In the spirit of National Cyber Security Awareness Month (NCSAM) I offer up a recent tale of intrigue and mystery from an ongoing Cisco Security Research project...
One of Cisco Security Research and Operation's ongoing projects is to oversee a massive infrastructure of several high-volume Internet POPs that send large amounts of network traffic into one of our research labs. We are collecting NetFlow and packet dumps from a geographically distributed sensor network. These pcap files each contain several million packets, but due to a configuration error in the packet capture process, there was some amount of packet duplication. This short blog article will talk about why the duplication happened, how we prevented it from reoccurring, and a unique solution that was employed to remove the duplicate packets from all of the affected pcap files.

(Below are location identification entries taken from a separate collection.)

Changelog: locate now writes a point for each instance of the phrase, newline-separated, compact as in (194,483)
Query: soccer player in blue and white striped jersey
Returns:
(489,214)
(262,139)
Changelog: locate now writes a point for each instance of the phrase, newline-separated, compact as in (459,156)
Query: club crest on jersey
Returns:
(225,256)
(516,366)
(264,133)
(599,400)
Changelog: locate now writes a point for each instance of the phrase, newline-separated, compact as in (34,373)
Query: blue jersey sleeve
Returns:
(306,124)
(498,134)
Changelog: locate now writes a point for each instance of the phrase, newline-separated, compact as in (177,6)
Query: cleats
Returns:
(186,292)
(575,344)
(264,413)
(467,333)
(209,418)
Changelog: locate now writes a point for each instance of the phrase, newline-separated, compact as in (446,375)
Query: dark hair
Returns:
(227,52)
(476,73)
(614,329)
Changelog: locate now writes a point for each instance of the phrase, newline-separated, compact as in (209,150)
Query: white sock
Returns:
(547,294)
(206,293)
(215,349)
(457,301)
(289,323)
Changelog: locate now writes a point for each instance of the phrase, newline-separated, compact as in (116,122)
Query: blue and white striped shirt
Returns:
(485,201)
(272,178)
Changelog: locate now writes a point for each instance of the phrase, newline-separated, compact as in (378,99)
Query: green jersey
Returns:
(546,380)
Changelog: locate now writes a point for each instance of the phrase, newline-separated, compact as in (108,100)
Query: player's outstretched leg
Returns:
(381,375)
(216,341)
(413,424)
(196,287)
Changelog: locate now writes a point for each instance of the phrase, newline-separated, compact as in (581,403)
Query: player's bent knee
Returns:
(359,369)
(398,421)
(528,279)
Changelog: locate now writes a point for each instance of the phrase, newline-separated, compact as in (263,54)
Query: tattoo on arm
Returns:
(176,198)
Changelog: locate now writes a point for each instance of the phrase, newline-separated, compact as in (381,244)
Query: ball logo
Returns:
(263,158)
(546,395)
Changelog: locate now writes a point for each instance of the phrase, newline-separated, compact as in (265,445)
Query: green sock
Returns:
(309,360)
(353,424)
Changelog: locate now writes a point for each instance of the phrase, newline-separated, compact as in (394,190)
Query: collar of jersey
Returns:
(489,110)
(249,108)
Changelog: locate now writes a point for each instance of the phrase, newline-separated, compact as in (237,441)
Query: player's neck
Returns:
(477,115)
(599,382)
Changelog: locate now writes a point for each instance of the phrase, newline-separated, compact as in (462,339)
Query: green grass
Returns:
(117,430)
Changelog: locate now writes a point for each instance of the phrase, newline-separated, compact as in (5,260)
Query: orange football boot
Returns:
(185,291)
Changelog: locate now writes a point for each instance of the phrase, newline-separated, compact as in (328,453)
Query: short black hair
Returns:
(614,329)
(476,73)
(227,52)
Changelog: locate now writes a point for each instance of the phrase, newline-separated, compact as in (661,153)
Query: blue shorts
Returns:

A Love Story: The Hub, The Switch, Packet Sniffing, and Cisco SPAN
Before there were network switches, there were network hubs. The hub was a wonderful little creature that dutifully forwarded every packet it saw to every other port on its body. This was a wonderful situation for the packet sniffer who wanted nothing more than to siphon up every packet on the network. He simply had to be plugged in to the hub on any port and immediately all the beautiful packets became available for consumption. Packet sniffer loves hub. Enter the brutally efficient switch. After the switch boots, it begins to build a very selfish layer 2 forwarding table (the CAM table) that maps switch ports with MAC addresses. After it learns what comes whence and what goes where, it then forwards or "switches" traffic only to the corresponding port. What a disaster for the packet sniffer! Now, the packet sniffer could only see traffic destined for the MAC address tha is registered to its port. Next comes Cisco SPAN (Switched Port Analyzer). SPAN is a feature on Cisco switches that provides a capability for packet sniffers to see some or all packets on a switch or VLAN (A Virtual Local Area Network where a physical network is partitioned into multiple smaller networks). To be clear, the switch is not simply forwarding each packet so that the sniffer can see them, in fact the switch is actually making a copy of each packet and forwarding it to the packet sniffer. Essentially, by configuring SPAN on a Cisco switch, the packet sniffer can now happily gobble up all of the packets on a network.
Given the above Switch/Packet Sniffer/SPAN love triangle, a common side effect of packet capturing on SPAN ports is duplicate packets. Duplicate packets most often occur when the packet capture source that is specified is a VLAN or port channel (a bundle of interfaces used to provide increased bandwidth and redundancy).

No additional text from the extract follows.